Stallone Files $5-Million Suit Against N.Y. Art Consultant
Actor Sylvester Stallone filed a $5-million civil fraud suit Tuesday against his New York art consultant, Barbara Guggenheim, claiming that he overpaid for art and sold it for less than market value on her advice.
The suit filed in Superior Court charges that Guggenheim prompted Stallone to overpay for a damaged oil painting by calling it a “masterpiece” and that she defrauded him in several other transactions.
In the complaint, Stallone said he and Guggenheim agreed in 1984 that she would give the actor advice on buying and selling his art collection and would try to maximize profits for Stallone, including accepting a commission rate of 5% and selling his works only to individuals rather than dealers.
In January, 1988, Guggenheim told Stallone that an oil painting by the 19th-Century French painter Adolphe William Bouguereau titled “Pieta” was available for sale. Guggenheim told the actor that the work “was a masterpiece painting and was the finest representation of Bouguereau in the world,” the suit said.

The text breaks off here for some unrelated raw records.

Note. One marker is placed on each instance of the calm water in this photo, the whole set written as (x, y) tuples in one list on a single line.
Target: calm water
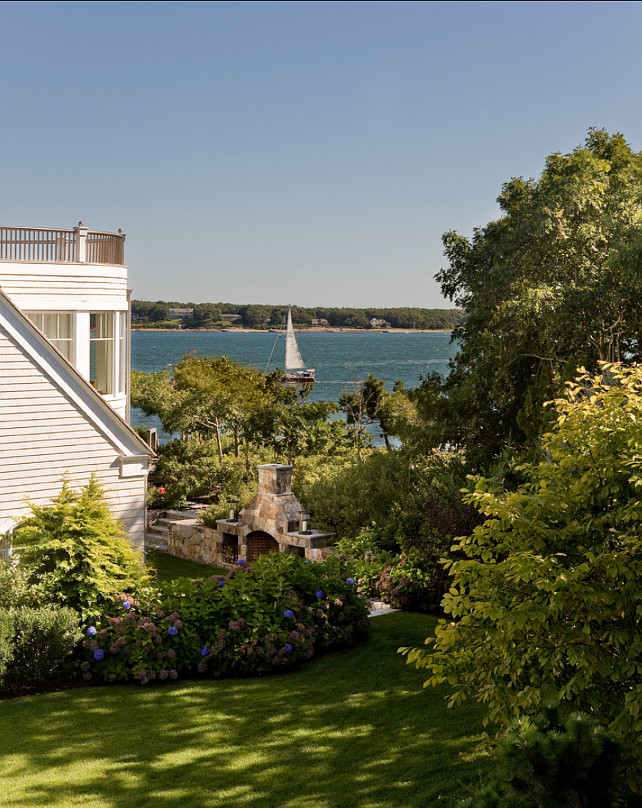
[(340, 360)]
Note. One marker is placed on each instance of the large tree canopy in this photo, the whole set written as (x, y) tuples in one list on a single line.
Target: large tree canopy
[(551, 285), (546, 592)]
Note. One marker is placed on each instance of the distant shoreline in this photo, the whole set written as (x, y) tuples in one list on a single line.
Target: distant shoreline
[(311, 330)]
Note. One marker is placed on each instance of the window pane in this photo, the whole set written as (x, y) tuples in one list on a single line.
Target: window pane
[(101, 352), (122, 351), (50, 328), (65, 326), (36, 318)]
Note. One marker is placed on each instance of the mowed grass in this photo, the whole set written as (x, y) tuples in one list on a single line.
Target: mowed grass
[(167, 567), (352, 729)]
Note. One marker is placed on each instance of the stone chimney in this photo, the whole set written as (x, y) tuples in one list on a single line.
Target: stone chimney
[(275, 479)]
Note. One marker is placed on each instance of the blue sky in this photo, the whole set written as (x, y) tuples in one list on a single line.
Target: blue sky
[(303, 152)]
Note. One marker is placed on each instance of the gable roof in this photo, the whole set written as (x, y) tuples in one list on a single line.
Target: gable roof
[(70, 382)]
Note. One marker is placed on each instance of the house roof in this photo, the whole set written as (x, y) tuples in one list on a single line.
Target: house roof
[(72, 384)]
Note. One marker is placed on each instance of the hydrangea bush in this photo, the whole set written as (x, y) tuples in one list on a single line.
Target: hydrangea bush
[(271, 614)]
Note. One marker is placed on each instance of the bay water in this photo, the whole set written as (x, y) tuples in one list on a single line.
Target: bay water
[(341, 359)]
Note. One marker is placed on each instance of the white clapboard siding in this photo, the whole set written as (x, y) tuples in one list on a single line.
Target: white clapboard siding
[(44, 436), (51, 286)]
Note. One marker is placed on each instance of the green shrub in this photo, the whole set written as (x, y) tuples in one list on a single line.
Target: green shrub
[(260, 617), (366, 560), (409, 583), (6, 641), (547, 762), (14, 585), (37, 645), (75, 553), (545, 594), (191, 470)]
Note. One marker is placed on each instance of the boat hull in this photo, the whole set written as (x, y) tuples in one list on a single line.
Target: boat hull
[(299, 376)]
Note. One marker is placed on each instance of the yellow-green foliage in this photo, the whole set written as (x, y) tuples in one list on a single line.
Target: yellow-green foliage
[(547, 591), (75, 551)]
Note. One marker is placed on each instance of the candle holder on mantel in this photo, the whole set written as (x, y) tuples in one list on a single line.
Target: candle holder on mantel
[(233, 505), (304, 522)]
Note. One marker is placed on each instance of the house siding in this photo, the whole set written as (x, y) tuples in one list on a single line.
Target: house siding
[(44, 436)]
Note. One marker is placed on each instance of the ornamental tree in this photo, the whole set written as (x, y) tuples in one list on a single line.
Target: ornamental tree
[(75, 552), (551, 285), (546, 593)]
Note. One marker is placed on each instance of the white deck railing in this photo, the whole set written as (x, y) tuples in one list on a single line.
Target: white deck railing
[(78, 245)]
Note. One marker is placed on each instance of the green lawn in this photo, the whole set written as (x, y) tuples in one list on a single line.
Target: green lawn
[(349, 730), (168, 567)]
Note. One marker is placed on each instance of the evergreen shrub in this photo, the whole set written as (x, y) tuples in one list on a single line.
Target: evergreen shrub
[(36, 645), (549, 762), (268, 615), (75, 552)]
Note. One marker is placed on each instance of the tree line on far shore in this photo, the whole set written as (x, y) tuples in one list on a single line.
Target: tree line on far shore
[(208, 315)]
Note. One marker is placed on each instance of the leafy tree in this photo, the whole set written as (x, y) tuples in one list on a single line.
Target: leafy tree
[(546, 591), (76, 553), (551, 285), (256, 316), (366, 405)]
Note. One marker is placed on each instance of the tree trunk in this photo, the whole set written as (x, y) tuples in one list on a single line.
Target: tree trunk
[(218, 440)]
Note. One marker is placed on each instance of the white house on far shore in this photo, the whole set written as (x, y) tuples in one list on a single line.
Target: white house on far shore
[(64, 373)]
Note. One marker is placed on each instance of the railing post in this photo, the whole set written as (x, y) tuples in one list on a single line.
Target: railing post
[(81, 243)]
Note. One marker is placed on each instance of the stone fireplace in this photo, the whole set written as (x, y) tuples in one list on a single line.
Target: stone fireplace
[(270, 522)]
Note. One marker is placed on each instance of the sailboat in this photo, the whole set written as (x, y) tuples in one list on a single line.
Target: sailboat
[(295, 369)]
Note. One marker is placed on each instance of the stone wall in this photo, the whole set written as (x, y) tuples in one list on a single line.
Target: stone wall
[(193, 541)]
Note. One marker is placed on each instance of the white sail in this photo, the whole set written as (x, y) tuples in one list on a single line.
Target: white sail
[(293, 358)]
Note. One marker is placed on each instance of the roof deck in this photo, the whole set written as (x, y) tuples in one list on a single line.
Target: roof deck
[(78, 245)]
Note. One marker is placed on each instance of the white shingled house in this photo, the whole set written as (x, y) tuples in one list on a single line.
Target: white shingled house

Stallone purchased the work sight unseen for $1.7 million after Guggenheim told him another potential buyer in Florida was bidding. The art consultant collected an $85,000 commission on the sale, the suit said.
Stallone now claims that before he bought the painting he discovered it had been owned by Stewart Pivar, another private art dealer in New York and a friend of Guggenheim. Pivar, the suit said, “had attempted for a substantial period of time to sell the Bouguereau and was unsuccessful until Guggenheim made the representations to induce Stallone to buy it.”
After buying the painting, Stallone discovered it had “several large slashes which would have been apparent upon an examination by Guggenheim” and “a minimum of 25-30% of the painting had been restored and or retouched.”
Stallone’s attorney, Martin D. Singer, said someone had recently offered $400,000 for the painting.
Works by Bouguereau have never sold at the $1 million level even in the inflated art market of the late 1980s, art industry insiders said. Rock star Madonna had considered buying the “Pieta” but was dissuaded by her private dealer, who felt the painting had been too heavily damaged, said one art dealer.
An industry source said Stallone paid more than $1 million for a work by Anselm Kiefer, German contemporary painter, on Guggenheim’s advice and the painting has begun to disintegrate.
Guggenheim could not be reached for comment at the New York offices of Barbara Guggenheim Associates Inc.